絵本を中心としたさまざまな事業に取り組むシャンティ。日本の絵本に、支援先の言葉に翻訳したシールを貼ってアジアの子どもたちに届ける「絵本を届ける運動」は2019年で20周年を迎えます。

これらの絵本は、公共図書館や学校図書室に贈られ、図書館員による読み聞かせ活動にも利用されています。4年前からシャンティ職員となった伊藤から見て、20年続いてきたこの活動はどのように見えているのでしょうか。

伊藤 「ミャンマー人スタッフも一緒に、研修でカンボジアの視察に訪れたことがあります。学校図書室の情景を見た時に、 20年の積み重ねを目に見える形で感じました」

読み込まれている絵本や、子どもたちが普通に図書室を使っているという光景。自分たちが届けてきたものが日常に馴染んでいるという事実は、伊藤にとって大きな意味のあるものでした。

そしてミャンマーではまだ新しい概念で、まだまだ定着していない“読み聞かせ”までもが、とても自然に行われていたのです。
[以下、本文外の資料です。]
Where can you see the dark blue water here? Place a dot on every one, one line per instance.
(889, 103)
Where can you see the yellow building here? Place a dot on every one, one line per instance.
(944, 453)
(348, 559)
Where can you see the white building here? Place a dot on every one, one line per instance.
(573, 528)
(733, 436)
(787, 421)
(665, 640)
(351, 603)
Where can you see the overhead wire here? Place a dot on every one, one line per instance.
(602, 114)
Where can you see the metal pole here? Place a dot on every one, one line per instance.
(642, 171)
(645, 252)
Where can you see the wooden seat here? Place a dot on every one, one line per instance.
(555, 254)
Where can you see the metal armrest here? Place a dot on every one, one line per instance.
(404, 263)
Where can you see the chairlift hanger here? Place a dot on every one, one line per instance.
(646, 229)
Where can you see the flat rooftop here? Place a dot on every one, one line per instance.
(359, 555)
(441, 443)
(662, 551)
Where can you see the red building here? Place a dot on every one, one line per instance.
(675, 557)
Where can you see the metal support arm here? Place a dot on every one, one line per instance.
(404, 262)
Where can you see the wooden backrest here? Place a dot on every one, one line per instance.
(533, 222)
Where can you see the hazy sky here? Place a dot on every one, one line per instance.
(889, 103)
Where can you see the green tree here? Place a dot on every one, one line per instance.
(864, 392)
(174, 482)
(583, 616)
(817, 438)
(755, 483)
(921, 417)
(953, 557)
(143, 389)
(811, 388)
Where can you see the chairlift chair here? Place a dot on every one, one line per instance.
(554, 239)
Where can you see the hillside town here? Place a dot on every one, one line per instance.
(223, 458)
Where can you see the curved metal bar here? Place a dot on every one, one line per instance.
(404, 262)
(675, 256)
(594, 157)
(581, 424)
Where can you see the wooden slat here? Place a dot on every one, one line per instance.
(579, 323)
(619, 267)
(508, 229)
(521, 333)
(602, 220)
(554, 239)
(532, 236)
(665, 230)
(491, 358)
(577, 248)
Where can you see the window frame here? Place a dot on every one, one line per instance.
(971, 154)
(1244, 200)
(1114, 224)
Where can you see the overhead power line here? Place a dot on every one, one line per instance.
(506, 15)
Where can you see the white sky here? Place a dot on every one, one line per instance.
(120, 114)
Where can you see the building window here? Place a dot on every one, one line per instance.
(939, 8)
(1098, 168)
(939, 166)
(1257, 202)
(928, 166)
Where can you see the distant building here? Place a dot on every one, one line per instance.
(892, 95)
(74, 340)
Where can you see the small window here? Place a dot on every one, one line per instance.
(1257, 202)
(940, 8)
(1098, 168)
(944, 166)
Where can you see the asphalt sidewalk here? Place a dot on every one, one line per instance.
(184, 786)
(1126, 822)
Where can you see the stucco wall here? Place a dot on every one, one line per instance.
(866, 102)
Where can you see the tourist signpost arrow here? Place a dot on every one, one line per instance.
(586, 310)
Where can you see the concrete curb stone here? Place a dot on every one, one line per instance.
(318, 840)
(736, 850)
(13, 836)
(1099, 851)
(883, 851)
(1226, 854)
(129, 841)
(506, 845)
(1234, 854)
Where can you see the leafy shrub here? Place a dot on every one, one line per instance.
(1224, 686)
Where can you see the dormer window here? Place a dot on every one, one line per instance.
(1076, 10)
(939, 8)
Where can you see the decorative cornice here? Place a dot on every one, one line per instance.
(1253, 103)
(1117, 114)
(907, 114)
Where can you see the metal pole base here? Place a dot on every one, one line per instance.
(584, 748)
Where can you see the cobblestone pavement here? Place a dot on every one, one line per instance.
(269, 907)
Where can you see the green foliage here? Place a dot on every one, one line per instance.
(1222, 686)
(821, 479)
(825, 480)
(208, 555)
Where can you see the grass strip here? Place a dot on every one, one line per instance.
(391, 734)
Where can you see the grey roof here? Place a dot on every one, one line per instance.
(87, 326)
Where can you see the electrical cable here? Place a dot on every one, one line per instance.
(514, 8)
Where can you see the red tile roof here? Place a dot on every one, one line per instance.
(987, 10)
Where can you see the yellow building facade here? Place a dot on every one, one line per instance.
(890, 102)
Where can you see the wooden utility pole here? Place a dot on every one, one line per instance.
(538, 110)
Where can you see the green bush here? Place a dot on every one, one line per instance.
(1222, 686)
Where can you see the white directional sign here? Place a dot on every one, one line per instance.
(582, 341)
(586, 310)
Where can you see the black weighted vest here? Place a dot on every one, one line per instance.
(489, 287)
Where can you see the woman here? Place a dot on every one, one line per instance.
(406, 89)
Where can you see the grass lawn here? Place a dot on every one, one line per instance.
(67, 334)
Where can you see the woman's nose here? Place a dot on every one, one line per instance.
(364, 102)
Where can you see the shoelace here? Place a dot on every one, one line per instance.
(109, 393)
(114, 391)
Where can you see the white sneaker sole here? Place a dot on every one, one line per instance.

伊藤 「学校に図書室があって、日常的に子どもたちがやって来て、先生たちもちゃんと運営をしている状態がしっかり実現されている。 2014年から事業の始まったミャンマーでは、これからつくり上げていく未来の姿。
勇気をもらいましたし、近隣の国でそういったことが実現できている事実は、ミャンマーの方々に私たちが信頼してもらえている大きな理由になっています。これまで続けてきた活動の歴史と意義を感じました」

ミャンマーでは、子どもが絵本を読むことは、決して当たり前のことではありません。場所をつくり、絵本を届け、子どもたちが自ら未来を切り拓くための力を育むことは、始まったばかりのこの国にとって大きな価値があることに違いありません。

そして何より、子どもたちのキラキラした笑顔のために。ミャンマー事務所、そして伊藤の奮闘は始まったばかりです。